Session Ready
Exercise

Network randomizations

In the previous exercise you may have noticed that the average path length of the Forrest Gump network was smaller than the average path length of the random network. If you ran the code a few times you will have noticed that it is nearly always lower in the Forrest Gump network than the random network. What this suggests is that the Forrest Gump network is more highly interconnected than each random network even though the random networks have the same number of vertices and approximately identical graph densities. Rather than re-running this code many times, you can more formally address this by creating 1000 random graphs based on the number of vertices and density of the original Forrest Gump graph. Then, you can see how many times the average path length of the random graphs is less than the original Forrest Gump network. This is called a randomization test.

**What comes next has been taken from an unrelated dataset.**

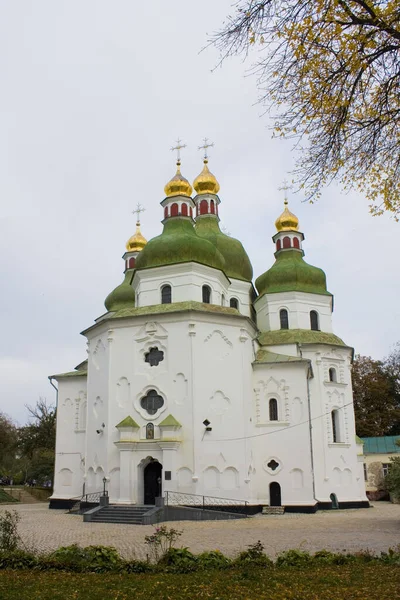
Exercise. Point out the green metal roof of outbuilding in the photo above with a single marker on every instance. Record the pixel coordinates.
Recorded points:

The graph g, and its average path length (that you calculated in the previous exercise), g.apl are in your workspace.

Instructions
100 XP
  • Generate 1000 random graphs of the original graph g by executing the code that creates the list object gl and the for loop.
  • Calculate the average path length of the 1000 random graphs using lapply(). Create a vector gl.apls of these 1000 values by executing the code that uses unlist().
  • Plot a histogram of the average path lengths of the 1000 random graphs using hist() on the vector gl.apls. Add a red dashed vertical line to the plot using abline() with the x-intercept being the value of the average path length of the original graph, g.apl.
  • Calculate the proportion of times that the values of the average path length of random graphs gl.apls are lower than the value of the original graph g.apl. This is essentially the probability that we would expect our observed average path length by chance given the original density and number of vertices of the original graph.